L’auberge Rouge – Jean Epstein (1923)

Con il Cinema Ritrovato torna anche il mio amatissimo Jean Epstein con Auberge Rouge, un film in costume che unisce al dramma elementi esoterici e misteriosi. Punto di partenza è l’omonima opera di Honoré de Balzac (1831) ma Epstein riesce come al solito a dare il suo tocco studiando il modo di rendere attraverso una recitazione lenta e cadenzata il ritmo narrativo dell’autore.

Un banchiere sta dando una cena nella propria abitazione per festeggiare la venuta del ricco commerciante Herman (Robert Tourneur). Durante il pasto quest’ultimo inizia un inquietante avvenimento accaduto qualche tempo prima. Prosper Magnan (Léon Mathot) e Jean-Frédéric Taillefer (Jean-David Evremond) erano giunti sotto il diluvio ad una locanda. Nonostante le ritrosie del locandiere (Pierre Hot), i due riescono a trovare riparo e fanno la conoscenza con un gioielliere olandese (Thomy Bourdelle). Questi fa vedere loro i diamanti che porta con sé senza sapere che questo avrebbe sancito la sua fine. Il desiderio di possedere quella ricchezza spinge Prosper a tentare l’omicidio, ma si ravvede poco prima di compiere il gesto estremo. Sarà Jean-Frédéric ad eseguirlo lasciando per altro il suo compagno come unico accusato dell’omicidio. Prima di subire l’esecuzione per un delitto che non ha commesso, l’uomo chiede alla figlia del locandiere (Gina Manès), con cui aveva subito trovato un legame, di dare alla madre la sua ultima lettera. La lettera era stata poi data da lei proprio ad Herman. Come spesso capita certe storie finiscono per colpire chi le ascolta, e il giovane Andrè (Jaque Christiany) si rende conto che la vicenda ha scosso fin troppo il signor Taillefer. Quando quest’ultimo capisce che la sua storia è venuta a galla, si accascia a terra morto.

Tra i vari film di Epstein questo è probabilmente uno dei meno studiati, forse perché lo stesso autore non lo amava particolarmente.
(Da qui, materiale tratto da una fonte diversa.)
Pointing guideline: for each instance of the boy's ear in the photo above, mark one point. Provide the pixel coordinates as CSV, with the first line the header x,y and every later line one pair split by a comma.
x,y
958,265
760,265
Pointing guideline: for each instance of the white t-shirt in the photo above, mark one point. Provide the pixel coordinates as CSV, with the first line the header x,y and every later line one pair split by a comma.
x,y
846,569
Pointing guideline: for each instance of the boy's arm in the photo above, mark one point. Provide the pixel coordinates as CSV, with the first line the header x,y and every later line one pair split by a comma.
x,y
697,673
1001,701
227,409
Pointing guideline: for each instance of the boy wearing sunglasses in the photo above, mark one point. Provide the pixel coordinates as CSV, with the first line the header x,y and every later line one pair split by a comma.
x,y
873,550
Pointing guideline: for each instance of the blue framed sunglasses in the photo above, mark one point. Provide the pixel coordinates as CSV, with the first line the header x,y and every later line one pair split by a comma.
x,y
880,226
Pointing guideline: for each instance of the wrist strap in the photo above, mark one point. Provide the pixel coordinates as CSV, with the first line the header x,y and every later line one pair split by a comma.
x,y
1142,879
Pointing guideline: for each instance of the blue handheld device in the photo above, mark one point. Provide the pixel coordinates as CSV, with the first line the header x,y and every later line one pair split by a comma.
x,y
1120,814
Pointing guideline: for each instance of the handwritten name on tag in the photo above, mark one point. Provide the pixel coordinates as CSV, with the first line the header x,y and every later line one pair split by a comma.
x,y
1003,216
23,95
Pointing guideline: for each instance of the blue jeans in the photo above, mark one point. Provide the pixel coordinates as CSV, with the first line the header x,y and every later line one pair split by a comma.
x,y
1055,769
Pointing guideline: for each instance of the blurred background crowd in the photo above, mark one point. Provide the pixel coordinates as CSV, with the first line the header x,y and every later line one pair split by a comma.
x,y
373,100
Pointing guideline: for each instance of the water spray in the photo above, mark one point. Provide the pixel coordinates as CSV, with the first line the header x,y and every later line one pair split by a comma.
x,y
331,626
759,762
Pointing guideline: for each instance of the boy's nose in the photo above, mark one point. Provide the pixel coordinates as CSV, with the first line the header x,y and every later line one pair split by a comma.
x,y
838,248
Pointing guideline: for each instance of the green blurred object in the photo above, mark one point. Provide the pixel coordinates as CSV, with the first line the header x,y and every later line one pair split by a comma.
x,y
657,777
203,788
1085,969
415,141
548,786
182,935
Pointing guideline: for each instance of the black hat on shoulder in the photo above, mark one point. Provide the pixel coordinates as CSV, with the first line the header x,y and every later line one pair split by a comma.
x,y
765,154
Eppure ci sono degli elementi interessanti legati a quel tentativo che dicevano di dare da una parte voce allo stile di Balzac, ma dall’altra di rompere la narrazione esplicitando attraverso le immagini il dramma psicologico dei personaggi. La scena che più colpisce è certamente quella della notte tempestosa dell’omicidio, dove con inquadrature ravvicinate che ne esaltano la deformazione dovuta al dramma interiore, il personaggio di Prosper assume tratti grotteschi e inquietanti. Come in alcuni film espressionisti e surreali, molto interessante è anche il modo in cui il volto della cartomante diventa un teschio presagendo la morte del giovane.
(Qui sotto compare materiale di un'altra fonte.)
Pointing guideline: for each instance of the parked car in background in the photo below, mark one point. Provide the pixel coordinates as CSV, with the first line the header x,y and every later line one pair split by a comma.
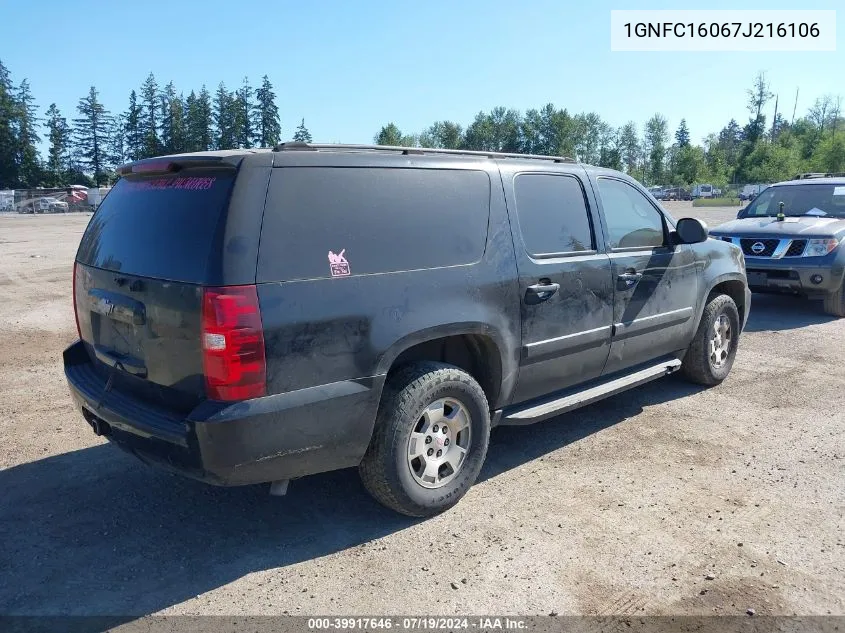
x,y
43,204
676,193
256,316
7,200
703,191
96,195
52,205
792,238
749,192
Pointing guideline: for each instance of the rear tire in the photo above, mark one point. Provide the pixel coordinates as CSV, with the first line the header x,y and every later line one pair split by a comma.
x,y
417,399
834,303
711,354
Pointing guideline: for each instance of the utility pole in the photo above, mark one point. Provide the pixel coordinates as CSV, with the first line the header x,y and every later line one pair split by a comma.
x,y
775,119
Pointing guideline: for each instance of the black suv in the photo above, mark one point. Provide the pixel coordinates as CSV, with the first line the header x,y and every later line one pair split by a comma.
x,y
792,236
677,193
260,315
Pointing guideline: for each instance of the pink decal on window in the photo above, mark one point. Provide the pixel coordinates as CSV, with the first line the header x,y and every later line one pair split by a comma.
x,y
338,264
190,184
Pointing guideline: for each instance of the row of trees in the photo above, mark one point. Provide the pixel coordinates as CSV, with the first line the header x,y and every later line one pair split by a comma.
x,y
161,120
158,120
753,152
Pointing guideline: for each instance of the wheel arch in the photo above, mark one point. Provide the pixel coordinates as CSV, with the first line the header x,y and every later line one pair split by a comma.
x,y
473,347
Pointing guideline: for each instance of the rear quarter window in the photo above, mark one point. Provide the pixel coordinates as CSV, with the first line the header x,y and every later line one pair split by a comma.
x,y
336,221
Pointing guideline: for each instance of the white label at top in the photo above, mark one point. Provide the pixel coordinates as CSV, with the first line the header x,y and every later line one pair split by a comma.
x,y
723,30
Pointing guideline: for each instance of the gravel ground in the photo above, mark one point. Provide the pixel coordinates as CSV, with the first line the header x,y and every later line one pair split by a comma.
x,y
670,499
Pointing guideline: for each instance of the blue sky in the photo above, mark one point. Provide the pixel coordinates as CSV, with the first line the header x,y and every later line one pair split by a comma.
x,y
350,67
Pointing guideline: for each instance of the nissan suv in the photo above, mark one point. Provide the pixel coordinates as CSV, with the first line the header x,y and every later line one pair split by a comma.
x,y
255,316
792,238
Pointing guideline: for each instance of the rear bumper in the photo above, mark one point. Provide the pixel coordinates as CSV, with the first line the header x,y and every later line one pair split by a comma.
x,y
798,277
264,439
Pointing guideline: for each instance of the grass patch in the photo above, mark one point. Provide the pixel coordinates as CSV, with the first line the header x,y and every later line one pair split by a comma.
x,y
717,202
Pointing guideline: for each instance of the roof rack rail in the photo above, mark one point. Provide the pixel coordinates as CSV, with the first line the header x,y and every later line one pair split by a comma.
x,y
298,145
819,175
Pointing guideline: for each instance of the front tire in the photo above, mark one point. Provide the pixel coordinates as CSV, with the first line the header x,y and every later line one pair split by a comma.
x,y
834,303
430,439
711,354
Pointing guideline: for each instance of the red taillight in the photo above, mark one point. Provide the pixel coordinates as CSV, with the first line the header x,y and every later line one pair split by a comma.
x,y
75,310
233,343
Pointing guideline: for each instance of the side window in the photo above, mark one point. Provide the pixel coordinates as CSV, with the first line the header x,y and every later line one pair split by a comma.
x,y
552,212
344,221
631,220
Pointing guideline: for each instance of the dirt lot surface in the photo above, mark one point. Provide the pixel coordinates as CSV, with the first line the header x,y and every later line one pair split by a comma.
x,y
668,499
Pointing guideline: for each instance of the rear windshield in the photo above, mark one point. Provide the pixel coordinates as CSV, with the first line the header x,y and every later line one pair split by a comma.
x,y
163,227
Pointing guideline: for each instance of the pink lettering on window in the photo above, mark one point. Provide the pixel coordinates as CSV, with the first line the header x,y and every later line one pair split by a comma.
x,y
338,265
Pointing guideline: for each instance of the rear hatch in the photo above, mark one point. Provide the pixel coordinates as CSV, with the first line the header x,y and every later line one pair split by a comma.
x,y
152,245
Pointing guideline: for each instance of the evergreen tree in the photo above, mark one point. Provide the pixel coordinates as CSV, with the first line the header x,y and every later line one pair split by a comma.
x,y
198,121
443,135
682,134
29,167
58,155
268,128
149,120
656,137
303,135
758,96
244,118
388,135
8,137
116,150
204,121
133,129
173,139
630,146
91,132
225,118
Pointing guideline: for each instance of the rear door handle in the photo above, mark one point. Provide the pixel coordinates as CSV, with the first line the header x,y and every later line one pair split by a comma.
x,y
127,363
540,292
629,278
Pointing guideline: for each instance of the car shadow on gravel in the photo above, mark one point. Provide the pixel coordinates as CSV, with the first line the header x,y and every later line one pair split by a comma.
x,y
93,532
513,446
771,312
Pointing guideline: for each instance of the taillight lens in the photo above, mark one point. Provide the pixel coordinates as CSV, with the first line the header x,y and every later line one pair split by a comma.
x,y
233,343
75,309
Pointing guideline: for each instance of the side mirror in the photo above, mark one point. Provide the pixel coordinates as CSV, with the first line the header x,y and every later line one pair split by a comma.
x,y
691,231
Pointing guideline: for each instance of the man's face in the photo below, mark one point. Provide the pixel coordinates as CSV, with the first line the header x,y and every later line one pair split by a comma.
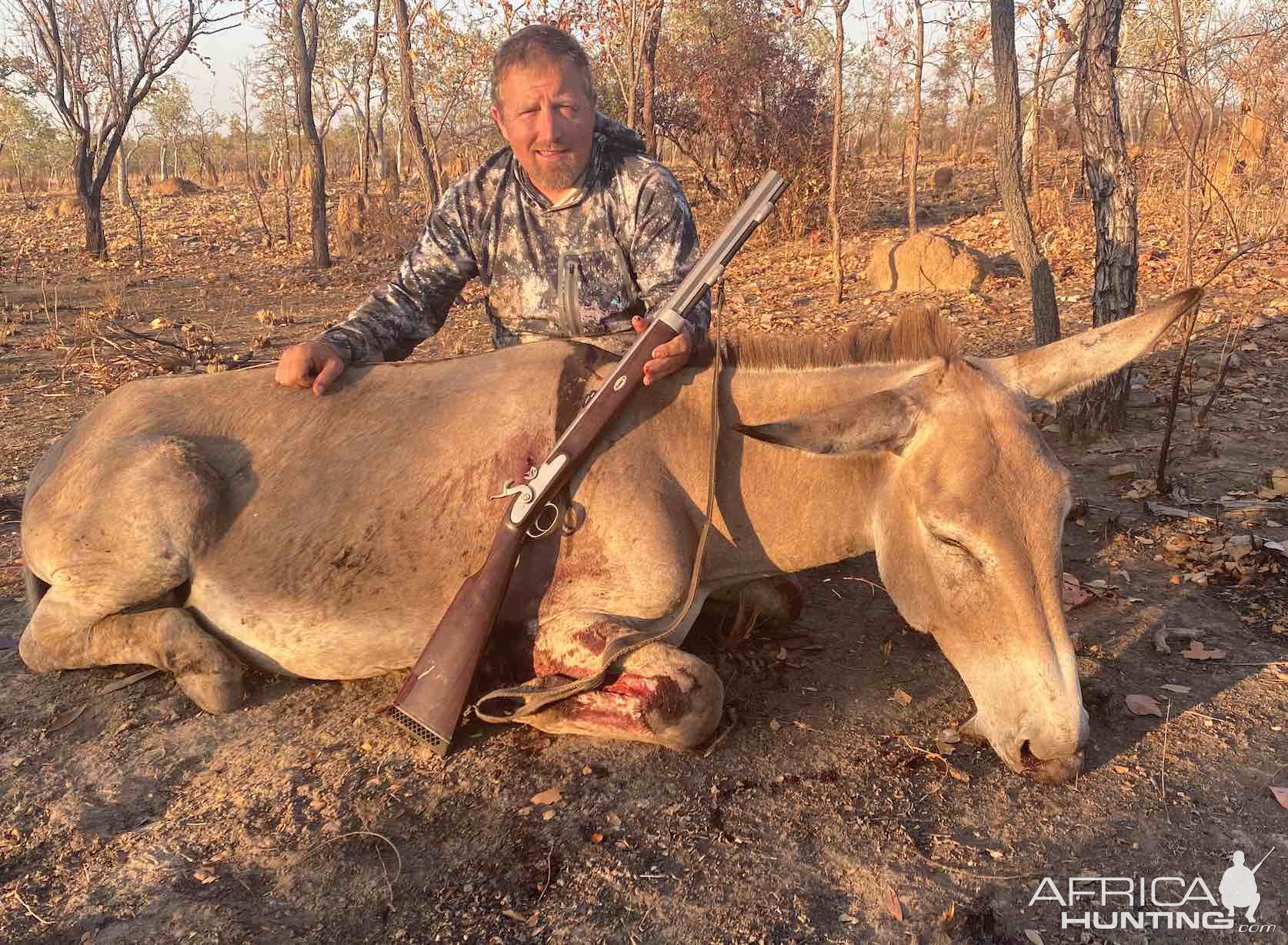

Se l’Auberge Rouge non è certamente uno dei film più assimilabili al cinema di Epstein, rimane comunque un’opera interessante all’interno della sua filmografia anche per mostrare quanto il regista fosse in grado di mettersi alla prova con opere di tipo diverso. Il punto di vista del regista rispetto all’opera di Balzac non è banale, è ragionata e personale a dispetto di una vicenda piuttosto canonica e poco sviluppata.